QUALIFICATION DU JUGEMENT :
Contradictoire
EXPOSÉ DES FAITS ET DE LA PROCÉDURE
Monsieur [H] [Z] est propriétaire d’un appartement et d’un emplacement de parking constituant les lots n°274 et 930 de la Résidence du PARC PALMER 1 sis rue Camille Pelletan et 365 rue du Docteur SCHWEITZER, 33150 CENON.
Par acte introductif d’instance délivré le 20 septembre 2024, le Syndicat des copropriétaires de la Résidence PALMER, représenté par son syndic, la SAS C. RIVIERE, a fait assigner Monsieur [H] [Z] devant le tribunal judiciaire de ce siège, aux fins de voir, sur le fondement des dispositions de la loi du 65-557 du 10 juillet 1965 et sous le bénéfice de l’exécution provisoire :
— être déclaré recevable et bien fondé en son action intentée à l’encontre de Monsieur [H] [Z],
— en conséquence, condamner Monsieur [H] [Z] à lui régler :
— la somme principale de 4.813,41 € avec intérêts au taux légal à compter de la mise en demeure du 2 février 2024, à parfaire au jour du jugement au regard du décompte actualisé,
— la somme de 2.000 € sur le fondement des dispositions de l’article 1231-6 du code civil,
— la somme de 1.500 € sur le fondement de l’article 700 du code de procédure civile ainsi qu’aux entiers dépens.
A l’audience du 23 juin 2025, au cours de laquelle l’affaire a été retenue après 4 renvois contradictoires, le Syndicat des copropriétaires de la Résidence PALMER, représenté par son conseil, a maintenu ses demandes, en actualisant, toutefois, sa créance à la somme de 4.448,65 € et en sollicitant désormais une somme de 2.000 € sur le fondement des dispositions de l’article 700 du code de procédure civile.
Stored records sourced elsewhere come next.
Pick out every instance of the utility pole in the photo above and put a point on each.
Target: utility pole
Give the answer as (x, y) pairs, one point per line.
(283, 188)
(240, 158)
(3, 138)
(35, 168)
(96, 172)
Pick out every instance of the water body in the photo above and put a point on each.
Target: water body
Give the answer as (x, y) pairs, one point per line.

Il s’oppose, en revanche, à la demande de délais de paiement sur 24 mois formulée par le défendeur.
En défense, Monsieur [H] [Z], comparant, ne conteste pas la dette mais sollicite des délais de paiement. Il propose de payer une somme mensuelle de 190 € pendant 24 mois. Il ajoute avoir réglé une somme totale de 6.400 € depuis le 9 décembre 2024 en paiement de cette dette.
L’affaire a été mise en délibéré au 8 septembre 2025.
Conformément à l’article 467 du code de procédure civile, le présent jugement, susceptible d’appel, sera contradictoire.
MOTIFS :
I – Sur la demande principale :
Aux termes de l’article 10 de la loi du 10 juillet 1965, les copropriétaires sont tenus de participer aux charges entraînées par les services collectifs, les éléments d’équipement commun en fonction de l’utilité que ces services et éléments présentent à l’égard de chaque lot, ainsi qu’aux charges relatives à la conservation, à l’entretien, à l’administration des parties communes proportionnellement aux valeurs relatives des parties privatives comprises dans leurs lots (le règlement de copropriété fixant la quote-part afférente à chaque lot dans chacune des catégories de charges).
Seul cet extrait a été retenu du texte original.